Egypt Christians Sentenced To Death Over Anti-Islam Film

Thursday, November 29, 2012

By Stefan J. Bos, Worthy News International Correspondent

CAIRO/BRUSSELS (Worthy News)-- The European Union was under pressure Wednesday, November 27, to freeze 500 million euro ($647 million) in annual financial aid to Egypt after a court in the capital Cairo sentenced seven Christians to death for their involvement in an anti-Islam film that prompted deadly riots throughout the world.

"The seven accused persons were convicted of insulting the Islamic religion through participating in producing and offering a movie that insults Islam and its prophet," Judge Saif al-Nasr Soliman said.

He agreed that the low-budget video, produced privately in the U.S. state of California and released on the Internet, denigrated the Prophet Mohammad.

The convicted persons, who were not present, Nakoula Bassely Nakoula, an Egyptian-American who currently serves a one-year-jail term in Los Angeles after an American court convicted him of probation violations that stemmed from his role in the film.

Christian Europarliamentarian Peter van Dalen, of the Dutch 'ChristenUnie' (ChristianUnion) party, told Worthy News in a reaction that it is "absolutely outrages that seven people are sentenced to death for participating in a film."

FREEZING AID

He said he has asked the European Union's foreign policy chief, Catherine Ashton, "to freeze the 500 million euro annual aid to Egypt" and to "summon the Egyptian ambassador" to Brussels.
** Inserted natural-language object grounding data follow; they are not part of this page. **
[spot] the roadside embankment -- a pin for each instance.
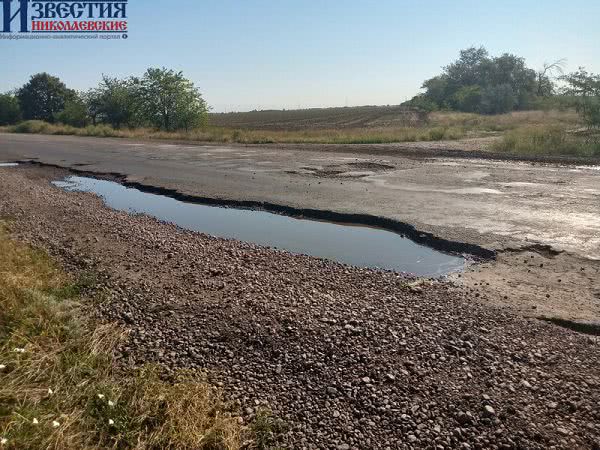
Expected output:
(347, 357)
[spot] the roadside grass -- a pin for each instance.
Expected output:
(244, 136)
(441, 126)
(59, 386)
(505, 122)
(551, 140)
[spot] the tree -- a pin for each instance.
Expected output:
(75, 113)
(469, 83)
(43, 97)
(467, 99)
(585, 87)
(10, 111)
(113, 101)
(545, 86)
(169, 101)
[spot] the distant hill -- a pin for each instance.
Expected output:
(320, 118)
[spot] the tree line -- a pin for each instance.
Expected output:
(479, 83)
(161, 98)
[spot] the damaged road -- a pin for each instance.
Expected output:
(517, 210)
(348, 357)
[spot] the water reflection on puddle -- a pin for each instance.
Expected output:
(356, 245)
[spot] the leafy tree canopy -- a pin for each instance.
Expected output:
(43, 97)
(477, 82)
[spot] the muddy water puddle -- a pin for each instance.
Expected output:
(350, 244)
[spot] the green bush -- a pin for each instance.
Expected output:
(10, 111)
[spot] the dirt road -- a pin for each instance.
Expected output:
(349, 358)
(543, 219)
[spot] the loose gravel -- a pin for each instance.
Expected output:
(347, 357)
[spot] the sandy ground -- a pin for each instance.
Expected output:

There was no immediate response from Ashton or her office.

"Egypt makes itself look ridiculous by the way it treats religious freedom and human rights," Van Dalen said.

The 13-minute video "Innocence of Muslims", which was first posted on the video sharing YouTube website in English and later in Arabic, triggered anti-U.S. protests and attacks on Western embassies around the Muslim world.

It depicts Islam's Prophet Muhammad as a fool and a sexual deviant man, although cast members claimed they were "misled" into appearing in a movie they believed was an adventure drama called "Desert Warrior." One person who re-posted it on YouTube under nickname DarthF3TT said it was "a stupid movie not worthy of the global turmoil."

EGYPT CHURCH

Egypt's Coptic Church declined to condemn Wednesday's ruling, at a time of heightened Muslim-Christian tensions. "The Church denounced the movie, which it has nothing to do with. As for today's case, it is a court ruling and the Church does not comment on court decisions," a Church source told reporters under condition of anonymity.

However the latest ruling comes amid concerns within the Christian community about growing power by Islamists in Egypt.

On Wednesday, November 27, hundreds of demonstrators began gathering in Cairo's Tahrir Square for a sixth day demanding that President Mohamed Mursi overturns a decree turns him into an autocratic Egyptian Pharaoh as it him dictatorial powers.

Two of Egypt's top courts stopped work in protest of the decree, which defends from judicial review decisions taken by Mursi until a new parliament is elected in a vote expected early next year.

The decree also shields the Islamist-dominated assembly writing Egypt's new constitution from legal challenges that have threatened the body with dissolution and offers the same protection to the Islamist-controlled upper house of parliament.

MUSLIM BROTHERHOOD

Protesters say they boost the powers of the Muslim Brotherhood, which is supported by Mursi.

Representatives of Coptic Christians, who comprise roughly 10 percent of Egypt's 83 million people, have expressed concerns about growing Islamic attacks against churches and individuals in the country.

Since last year, at least dozens of Christians have been killed and injured in violence since last year.

The developments have overshadowed the initial euphoria after the ouster of long-time President Hosni Mubarak last year.